The following season, Varady joined the Everett Silvertips of the Western Hockey League, which is part of Canadian major junior hockey. He served as an assistant coach (2003-07) and associate head coach (2007-10). Varady was the video coach of Team USA when it won the World Junior Championship in 2010.
He was looking to become a head coach, and an opportunity came up in France in 2011. He took over Ducs d’Angers, and he guided the team to the 2013 regular-season title and an appearance in the league final.
“It was a situation where, at the time, I would go into interviews and in the interview, they would say, ‘You did a pretty good job with the interview, but you have no head coaching experience,'” Varady said. “I realized that I would have to take a head coaching job somewhere to gain that experience, to gain that knowledge on my resume. I had a connection with a player over there and he said, ‘Our coach just left, would you be interested in interviewing.’ So I interviewed.”

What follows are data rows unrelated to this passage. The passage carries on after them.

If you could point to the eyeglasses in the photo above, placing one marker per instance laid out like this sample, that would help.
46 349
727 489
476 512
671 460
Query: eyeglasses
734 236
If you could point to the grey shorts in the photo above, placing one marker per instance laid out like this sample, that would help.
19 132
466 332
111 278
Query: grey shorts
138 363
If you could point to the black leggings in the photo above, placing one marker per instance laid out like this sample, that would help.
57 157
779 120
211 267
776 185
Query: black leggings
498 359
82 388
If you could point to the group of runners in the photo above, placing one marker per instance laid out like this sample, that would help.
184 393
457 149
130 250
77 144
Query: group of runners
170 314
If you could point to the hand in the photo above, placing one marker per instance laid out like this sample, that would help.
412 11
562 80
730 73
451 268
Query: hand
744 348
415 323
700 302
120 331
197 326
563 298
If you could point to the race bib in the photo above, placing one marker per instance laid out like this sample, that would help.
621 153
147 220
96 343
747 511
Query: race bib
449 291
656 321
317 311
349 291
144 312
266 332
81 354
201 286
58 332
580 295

Varady returned to the United States in 2013 when he became head coach of the USHL’s Sioux City Musketeers. In four seasons, Varady compiled a 136-88-0-16 record. The team won the USHL title in 2016 and reached the final the following year.

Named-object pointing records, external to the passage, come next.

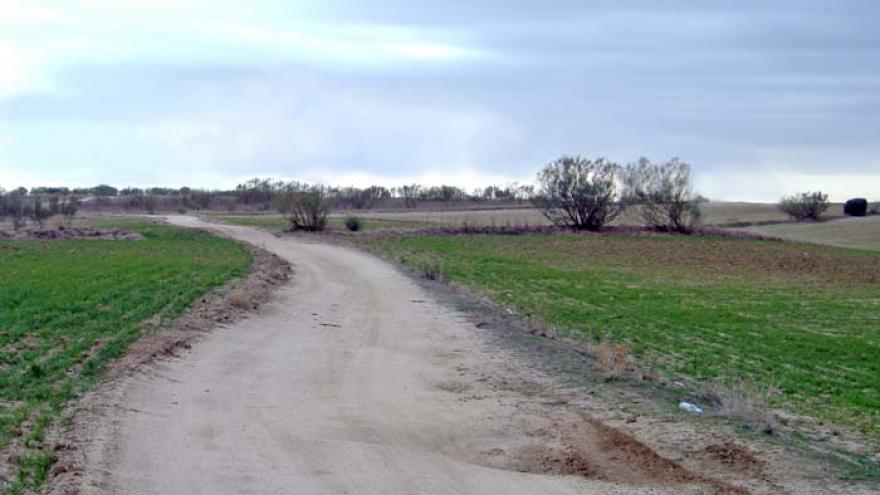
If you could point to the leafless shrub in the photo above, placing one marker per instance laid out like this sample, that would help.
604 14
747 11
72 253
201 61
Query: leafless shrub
580 193
664 194
305 206
739 400
805 206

He returned to Canadian major junior hockey in 2017 when he took over the Ontario Hockey League’s Kingston Frontenacs. The Frontenacs went 36-23-6-3 and reached the OHL Eastern Conference final.
When he first took over in Tuscon, Varady knew that, since he never played in the pros, it was going to be a challenge for him to coach professional players.
“Everybody’s aware of that,” Varady said. “Everybody understands everybody’s playing career. But I think everybody brings a little something different to the staff. For me, I love to work with players. I love to work with players with video. I love to go on the ice after and before practice to work with players.
“In terms of what I try to do, I try to establish a relationship with those guys with the understanding that I’m trying to help their game and help them be better on a day-to-day basis. When you can do that, then you have a partnership. The players and the coaches have a partnership working together.”